Personal information
- Date of birth: 13 February 2006 (age 20)
- Place of birth: La Seyne-sur-Mer, France
- Height: 1.83 m (6 ft 0 in)
- Position: Forward

Team information
- Current team: Bologna (U20)

Youth career
- 2011–2019: EFC Seynois
- 2019–2021: Gardia FC
- 2021–2024: Nice
- 2025–: Bologna

Senior career*
- Years: Team / Apps / (Gls)
- 2024–2025: Nice / 0 / (0)

International career^{‡}
- 2021: France U16 / 3 / (0)
- 2025–: Tunisia U20 / 3 / (1)

= Farès Bousnina =

Tunisian footballer

Farès Bousnina (فارس بوسنينة; born 13 February 2006) is a professional footballer who plays as a forward for the Under-20 squad of Serie A club Bologna. Born in France, he is a youth international for Tunisia.

==Club career==
Bousnina is a product of the youth academies of the French clubs EFC Seynois, Gardia FC and Nice. He made his senior and professional debut with Nice as a substitute in a 2–1 UEFA Europa League loss to Union SG on 12 December 2024. On 20 August 2025, he transferred to the Italian Serie A club Bologna.

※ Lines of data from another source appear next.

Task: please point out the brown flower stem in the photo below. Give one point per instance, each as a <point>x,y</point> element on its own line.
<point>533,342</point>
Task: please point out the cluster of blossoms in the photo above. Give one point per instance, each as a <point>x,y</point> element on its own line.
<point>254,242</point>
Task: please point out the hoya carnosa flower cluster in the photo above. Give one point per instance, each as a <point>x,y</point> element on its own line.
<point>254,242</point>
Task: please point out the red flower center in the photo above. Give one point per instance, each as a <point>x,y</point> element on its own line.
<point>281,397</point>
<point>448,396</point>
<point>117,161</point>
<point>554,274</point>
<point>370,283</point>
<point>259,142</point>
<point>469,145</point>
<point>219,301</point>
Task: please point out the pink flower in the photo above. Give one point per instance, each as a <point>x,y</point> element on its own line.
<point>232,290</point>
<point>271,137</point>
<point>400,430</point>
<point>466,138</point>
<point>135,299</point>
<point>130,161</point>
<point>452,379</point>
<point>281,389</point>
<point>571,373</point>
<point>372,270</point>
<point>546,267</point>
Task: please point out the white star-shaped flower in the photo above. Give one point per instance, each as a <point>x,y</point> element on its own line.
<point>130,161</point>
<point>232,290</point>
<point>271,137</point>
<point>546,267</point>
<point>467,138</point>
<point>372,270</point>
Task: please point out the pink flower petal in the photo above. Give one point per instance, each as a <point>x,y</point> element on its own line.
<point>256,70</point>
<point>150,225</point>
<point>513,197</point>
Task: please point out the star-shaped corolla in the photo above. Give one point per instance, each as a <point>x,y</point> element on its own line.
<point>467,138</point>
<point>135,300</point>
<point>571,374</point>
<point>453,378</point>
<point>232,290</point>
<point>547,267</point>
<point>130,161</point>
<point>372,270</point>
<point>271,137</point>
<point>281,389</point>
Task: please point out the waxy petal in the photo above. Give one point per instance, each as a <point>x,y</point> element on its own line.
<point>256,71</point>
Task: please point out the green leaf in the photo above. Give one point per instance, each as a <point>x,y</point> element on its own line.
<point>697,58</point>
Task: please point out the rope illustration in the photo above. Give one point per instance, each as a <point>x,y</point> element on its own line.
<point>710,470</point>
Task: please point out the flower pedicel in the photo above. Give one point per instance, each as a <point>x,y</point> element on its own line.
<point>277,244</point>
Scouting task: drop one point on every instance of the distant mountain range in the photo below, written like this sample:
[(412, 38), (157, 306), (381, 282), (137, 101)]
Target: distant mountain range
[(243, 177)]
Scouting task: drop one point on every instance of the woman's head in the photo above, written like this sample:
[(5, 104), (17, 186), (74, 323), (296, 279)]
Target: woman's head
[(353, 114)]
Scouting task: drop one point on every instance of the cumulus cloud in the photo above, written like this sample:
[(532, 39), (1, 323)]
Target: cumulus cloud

He signed a two-year contract and was assigned to their Under-20 team.

==International career==
Born in France to Tunisian parents, Bousnina holds dual French-Tunisian citizenship. In 2021, he made 3 appearances for the France U16s in friendlies. He was called up to the Tunisia U20s for the 2025 U-20 Africa Cup of Nations. In September 2025 he was called up to the Tunisia A' national team for a set of friendlies.